La capacidad de darse cuenta y estar alerta a lo que sucede, nos mantiene en contacto con nuestra existencia, y nos permite ir integrando partes de nosotros.
Es mucho más útil tomar conciencia de lo que nos está sucediendo y de lo que está ocurriendo a nuestro alrededor.
Interferir con el funcionamiento de uno mismo, distorsionándolo, sólo sirve para llevarnos a negar partes de nosotros mismos y de la propia experiencia.
Cuando uno se pone en contacto con su auténtica vivencia descubre que el cambio se produce por sí solo, sin esfuerzo ni planificación, sin producir cambios falsos o que van en contra de su esencia.
El frustrarse con exigencias de ser distinto, sólo nos lleva a sensaciones de tensión, inadecuación y vergüenza.
Nos ponemos tensos para evitar la rabia o la tristeza, la envidia o la inadecuación y cualquier tipo de sentimiento que nos sea doloroso.
La energía se puede utilizar en vivir la vida y la experiencia tal y como va surgiendo, con presencia, responsabilidad y firmeza.
La terapia gestáltica procura proporcionarnos herramientas para explorar nuestra vida y personalidad, para ampliar la capacidad de darnos cuenta de lo que vamos sintiendo y experimentando
Para clarificar los problemas y las confusiones que surgen, descubriendo nuestras propias respuestas a dudas y conductas, es decir, lo que cada uno quiere hacer y lo que cada uno es.
Cada cambio forzado nos da algo que no somos, nos aliena y nos desintegra
Detener el cambio genera angustia y paralización.
Los sentimientos que se producen en etapas de crisis son consecuencia de las maniobras que se hacen para evitar los cambios por la inquietud y el miedo a lo desconocido.
Esta terapia trata de ajustarse a uno mismo, ayudándolo a descubrir su propia forma de existir, su humanidad, su ser más íntimo y verdadero, y a sentirse más cómodo con su propia existencia y cuerpo.
Este enfoque lleva a darse cuenta y al enriquecimiento de sí mismo mediante el autoconocimiento y la aceptación de las diversas partes alienadas y no aceptadas.
Consiste en acompañarle a que encuentre una vida más plena y acorde con lo que él es y puede llegar a ser.
El aprendizaje consiste en descubrir que algo es posible.
Uno no está completo hasta que va reconociendo y aceptando sus partes, comportamientos y actitudes.
Cada vez que nos negamos a contestar una pregunta, ayudamos a la otra persona a usar sus propios recursos y a descubrir sus propias respuestas.
La meta de la terapia gestáltica es ayudarle a que él descubra sus respuestas.
Al responder sus preguntas les quitamos la oportunidad de crecer y buscar sus propias maneras y formas de resolver sus problemas; de ir madurando en la medida que encuentran nuevas respuestas a los retos de la vida.
El encontrar sus propias respuestas les hace pasar del apoyo exterior a su propio autoapoyo.
Cada vez que la persona descubre sus propias respuestas y las activa en sus relaciones, se siente más fuerte y capaz de enfrentar su existencia, y de depender menos de los juicios y respuestas de los demás
Aprende a depender de sus propios recursos y no de los que le pueda brindar el mundo exterior.

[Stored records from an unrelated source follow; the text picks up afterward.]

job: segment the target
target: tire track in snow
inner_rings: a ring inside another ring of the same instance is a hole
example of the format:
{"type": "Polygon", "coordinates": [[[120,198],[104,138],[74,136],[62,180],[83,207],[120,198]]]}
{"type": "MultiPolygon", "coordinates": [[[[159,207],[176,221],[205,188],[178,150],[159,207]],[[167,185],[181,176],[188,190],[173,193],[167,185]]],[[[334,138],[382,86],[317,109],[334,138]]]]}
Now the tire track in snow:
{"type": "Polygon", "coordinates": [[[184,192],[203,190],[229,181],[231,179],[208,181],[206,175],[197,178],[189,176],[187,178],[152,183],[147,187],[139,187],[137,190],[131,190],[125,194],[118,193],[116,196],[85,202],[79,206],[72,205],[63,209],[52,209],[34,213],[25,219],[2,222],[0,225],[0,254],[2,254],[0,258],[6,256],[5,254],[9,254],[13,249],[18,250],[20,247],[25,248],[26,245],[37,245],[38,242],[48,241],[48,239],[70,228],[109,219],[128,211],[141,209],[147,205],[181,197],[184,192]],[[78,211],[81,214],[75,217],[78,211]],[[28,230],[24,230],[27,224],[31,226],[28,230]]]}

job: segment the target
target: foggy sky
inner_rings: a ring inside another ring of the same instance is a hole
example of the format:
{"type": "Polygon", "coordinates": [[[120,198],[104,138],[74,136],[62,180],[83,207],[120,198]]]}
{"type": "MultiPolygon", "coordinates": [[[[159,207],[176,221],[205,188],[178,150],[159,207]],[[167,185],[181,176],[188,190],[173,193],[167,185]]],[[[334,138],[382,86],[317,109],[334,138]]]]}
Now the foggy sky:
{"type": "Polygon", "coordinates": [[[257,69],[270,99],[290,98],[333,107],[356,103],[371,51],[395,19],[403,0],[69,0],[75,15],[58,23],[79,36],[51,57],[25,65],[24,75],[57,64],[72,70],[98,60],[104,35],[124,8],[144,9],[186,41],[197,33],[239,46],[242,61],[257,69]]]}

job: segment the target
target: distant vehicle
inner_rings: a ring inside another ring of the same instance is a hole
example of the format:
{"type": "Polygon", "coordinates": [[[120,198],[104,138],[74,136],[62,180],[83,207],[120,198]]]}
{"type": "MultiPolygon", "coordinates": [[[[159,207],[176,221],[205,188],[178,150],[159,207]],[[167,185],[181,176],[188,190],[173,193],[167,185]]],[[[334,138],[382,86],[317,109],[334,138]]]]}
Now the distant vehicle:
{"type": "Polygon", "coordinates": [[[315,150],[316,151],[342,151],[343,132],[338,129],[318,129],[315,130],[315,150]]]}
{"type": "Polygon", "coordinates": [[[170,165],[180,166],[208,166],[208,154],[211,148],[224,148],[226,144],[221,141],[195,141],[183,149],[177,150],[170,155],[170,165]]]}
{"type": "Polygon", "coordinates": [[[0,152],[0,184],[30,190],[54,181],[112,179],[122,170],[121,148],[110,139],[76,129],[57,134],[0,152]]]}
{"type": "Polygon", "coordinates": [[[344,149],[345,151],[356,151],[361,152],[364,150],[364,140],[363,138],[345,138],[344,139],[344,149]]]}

Algunos ejercicios destinados a tomar contacto con nosotros mismos y con nuestra experiencia, consisten en:
Trate de ser el observador de su propio darse cuenta y de advertir hacia dónde se dirige y cómo va discurriendo su atención a medida que se va desarrollando el ejercicio.
Si está ocupado con fantasías, pensamientos, ideas, etc., su darse cuenta de la realidad o del mundo externo o interno decae, e incluso desaparece toda sensación, a no ser que la fantasía produzca sensaciones con imágenes creadas a tal fin.
Ahora preste atención a cómo su darse cuenta es como una especie de lámpara.
La capacidad de darse cuenta se mueve muy deprisa de una cosa a otra y de un lugar a otro, pero uno sólo es capaz de darse cuenta de una cosa cada vez, de un sentimiento o sensación en cada momento.